Wednesday, August 24, 2005

The Sins of Lance Armstrong

When an American sportsman is involved in an expanding drug scandal, what title should a self-respecting French newspaper use? "The (An) Expanding Drug Scandal"? "Controversy in the Cycling World"? "Lies"? "A Lie"? No: The Lie (emphasis mine).

This in spite of the fact that in its body, the editorial states that "the daily L'Équipeclaims that the man with obiquitous yellow jacket has lied."

Regardless of what turns up in Lance Armstrong's antics or lack thereof, this has all to do with equating Americans with liars, cheats, greedy devils, duplicitous scoundrels, and treacherous hypocrites. (You know, like, say, that fella in the White House — for whom the religion-rejecting avant-gardistes dusted off the expression "original lie".)

Indeed, within the second sentence of this editorial about cycling, sports, and doping, Le Monde had managed to place the name of …George W Bush.

What, not surprisingly, can one read in the comments section of the editorial? "Isn't there something rather typical of the Bushian environment … : cheat and terrorise those who denounce cheating?" Belgium's Michel C adds that the Bushian environment "is not to be confused with the American one". But, as this website has made clear again and again, when and where have there been as many denuncations of the Putinian environment, of the (of China's) Huan environment, of the Mugaben environment, of the Saddamian environment? (Didn't the former president of Iraq have, if memory serves me right, a slight tendency to stretch the truth, once in a while?
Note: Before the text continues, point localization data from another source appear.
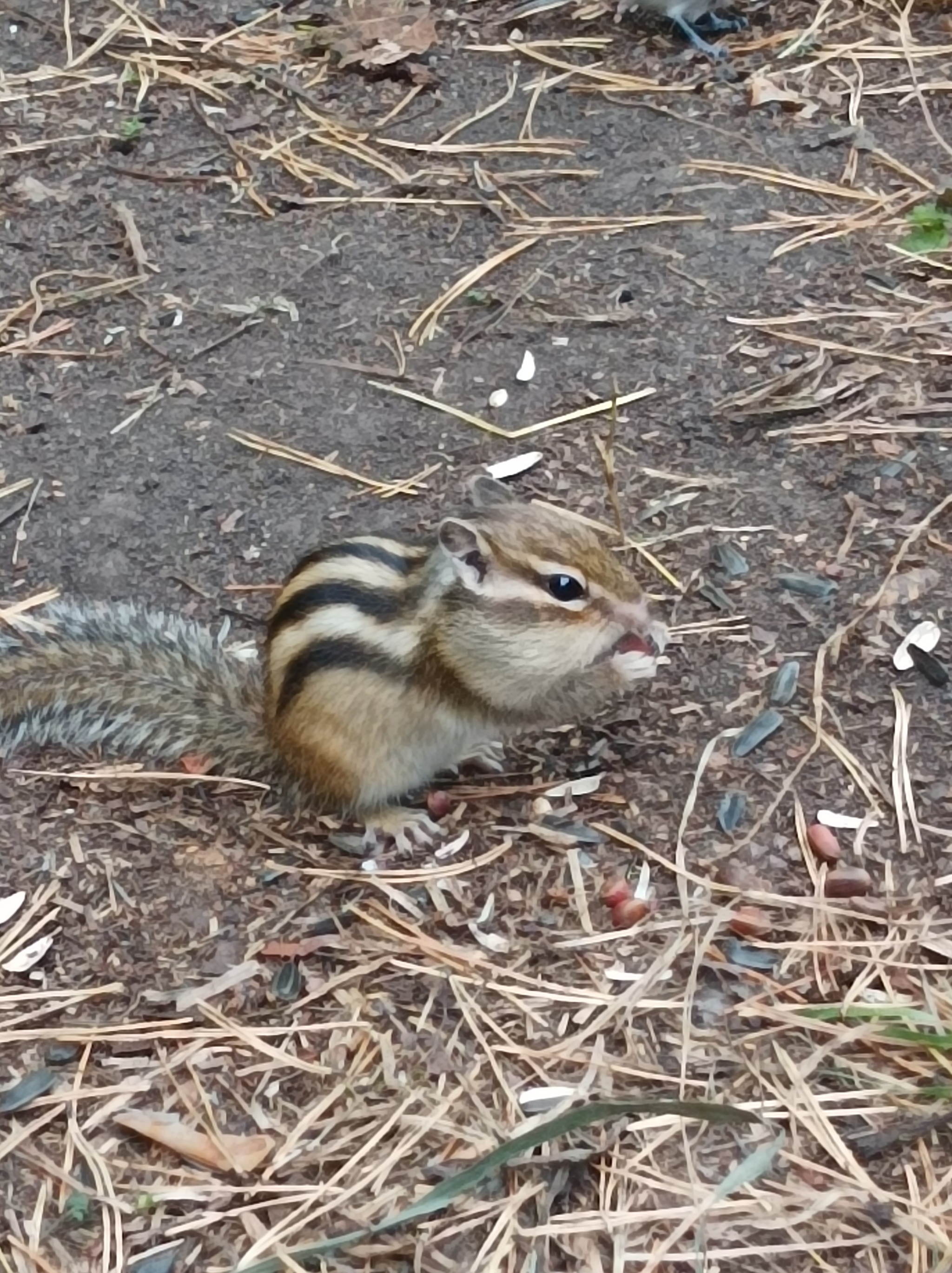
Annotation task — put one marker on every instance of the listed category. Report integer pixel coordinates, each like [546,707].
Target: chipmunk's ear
[488,493]
[468,551]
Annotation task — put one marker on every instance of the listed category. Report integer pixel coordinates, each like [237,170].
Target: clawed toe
[409,829]
[488,756]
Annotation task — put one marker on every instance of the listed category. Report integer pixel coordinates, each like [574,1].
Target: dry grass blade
[385,489]
[424,328]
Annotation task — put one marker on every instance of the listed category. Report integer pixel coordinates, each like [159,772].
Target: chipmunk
[385,663]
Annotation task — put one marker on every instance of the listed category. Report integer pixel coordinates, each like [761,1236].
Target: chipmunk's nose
[643,625]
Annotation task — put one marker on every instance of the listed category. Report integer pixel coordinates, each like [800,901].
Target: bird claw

Wasn't he in the habit of intimidating his opponents somewhat?)

Gratefully, a Tikaf points out the anti-Americanism inherent in the article: "whether Lance is chums with GW Bush is nobody's business but his own." Equilateral adds that the title ought to have been "the sin", the sin being first to have been American and second to have as friend "a certain George W. Bush": "Quickly, the execution pole." Patrick V wonders how the article would have read had the cyclist champion accused been French, while Chaps shakes his head at the "hypocrisy of the journalists who are trying to gain notoriety and shoot down an American" — ce ne sera "pas la première fois et pas [la] dernière"…

Pointing out the "deep-rooted anti-Americanism" and the "undescribable jealousy" in this affair, Stroemer points out that "in your editorial you introduce no presumption of innocence whatsoever. Your accusation and your judgment are categorical and definite: Armstrong is guilty."